COST: $0.63 (Postal stamp)
"Can call all you want, but there's no one home // And you're not gonna reach my telephone // Out in the club, and I'm sipping that bubb // And you're not gonna reach my telephone" -- Lady Gaga
I read something wild that the children of today do not know what a dial tone is, because of how fucked up and stupid they are. Isn't that super fucked up?
While it's not really our style, allow me to fill you in on some ancient, arcane knowledge about the telephone. You can turn it on, and then you can punch in numbers. Any numbers. Random ones, or maybe not random ones. If the ten numbers you punch in are the same as the numbers in someone else's telephone number, their phone will ring, and then you are talking to them. This is called "Phreaking".
Here's the kicker: You can tell that jackass anything you want. "Oh, Hi, Yes, I am Reginald Sumpter calling from Avalon Consulting LLC, we are just following up on the invoice we sent you. Please remit to ###### routing ###### account."
BOOM! Your name isn't Reginald whatever and that company doesn't exist, but you just received a deposit. It's fucking beautiful. What have you done wrong? It isn't your responsibility to handle who your business' clients/etc are, it's their's. If they want to just pay you money for no real reason, well, that's kind of on them, isn't it? I haven't stuck a pistol in your face and demanded everything in the register.

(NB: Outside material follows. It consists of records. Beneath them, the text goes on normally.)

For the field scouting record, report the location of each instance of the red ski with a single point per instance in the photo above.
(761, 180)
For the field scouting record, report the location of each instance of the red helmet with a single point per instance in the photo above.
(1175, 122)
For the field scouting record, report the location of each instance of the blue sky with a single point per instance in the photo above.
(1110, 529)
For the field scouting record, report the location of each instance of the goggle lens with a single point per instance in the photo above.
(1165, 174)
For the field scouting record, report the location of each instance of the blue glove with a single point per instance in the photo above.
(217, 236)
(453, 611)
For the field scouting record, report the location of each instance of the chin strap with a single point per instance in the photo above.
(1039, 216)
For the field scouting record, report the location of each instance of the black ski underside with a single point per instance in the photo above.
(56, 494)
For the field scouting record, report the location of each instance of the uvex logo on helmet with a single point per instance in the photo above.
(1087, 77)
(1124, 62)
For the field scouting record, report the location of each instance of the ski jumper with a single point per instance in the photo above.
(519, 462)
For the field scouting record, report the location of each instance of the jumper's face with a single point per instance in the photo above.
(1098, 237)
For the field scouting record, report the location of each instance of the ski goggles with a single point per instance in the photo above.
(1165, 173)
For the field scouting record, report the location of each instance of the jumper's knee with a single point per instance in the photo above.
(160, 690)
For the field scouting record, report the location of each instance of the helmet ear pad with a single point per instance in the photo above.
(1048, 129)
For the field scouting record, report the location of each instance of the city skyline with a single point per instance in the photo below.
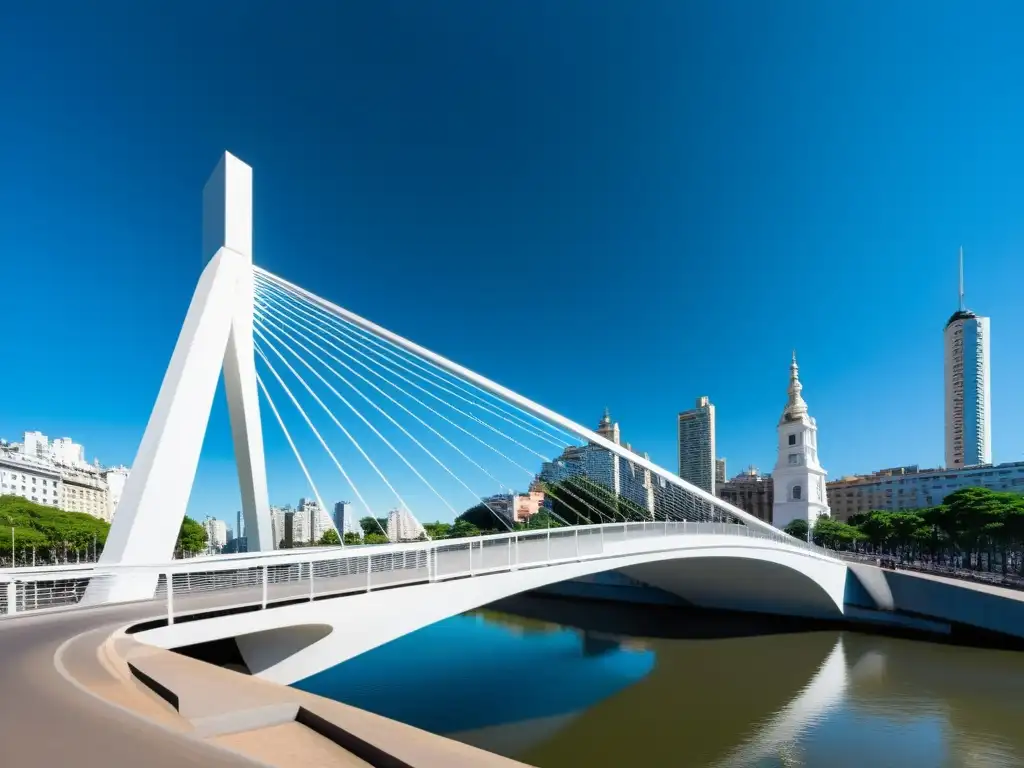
(733, 224)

Well, it's too clever. It's too slick. This is the United States of America. It's one thing to commit a felony like armed robbery, it's another thing to piss off someone in charge of the accounting division who uses a special bathroom you need a key to get into.
You can do it on the computer too, I use a PC Computer at work and send email, so you can see how it'd work there. You can make a document that is indifferentiable from a real invoice and, straight up, 1/3 of the time they will pay that shit. Lmfao.
It's called wire fraud because, uhh, duhhhh, there's wires. What do you think that thing is strung between the telephone receiver and the dialer? And computers? Give me a break. There's so many wires with those.
COST: $0.25 (Coin for payphone)
"People calculate too much and think too little." -- Charlie Munger
It is insane how dumb the common man can be when it comes to our world of expertise. I hear this same sentiment, like, ALL THE TIME:
"Durr hurr I will buy an insurance policy for my car or house or whatever so that in case something happens to it I will get money". And then that same person proceeds to drive safely or not burn their house down. Dumbest crap imaginable.
Let me break it down for you. Insurance is a two player competitive game. There is a winner and there is a loser. Go take out an expensive insurance policy on your American sports car. Buy a neck brace, a football helmet, and pack that bitch with throw pillows. Then get in the left lane of a major highway at like noonish, let it rip and then SLAM on your brakes. Hit from behind! Your fault! Congratulations. You have won insurance. How this gets past people is beyond me.
You can only do this once or twice before the insurance companies catch on. Then they don't want to fuck with you. It is also..I don't know man...something feels off about taking a car or a house, which like, some guy had to build and just destroying it, but that is only a weird emotional thing, since you're making money, more than whatever the destroyed thing is worth, so in reality you've built that house plus some extra. You've contributed.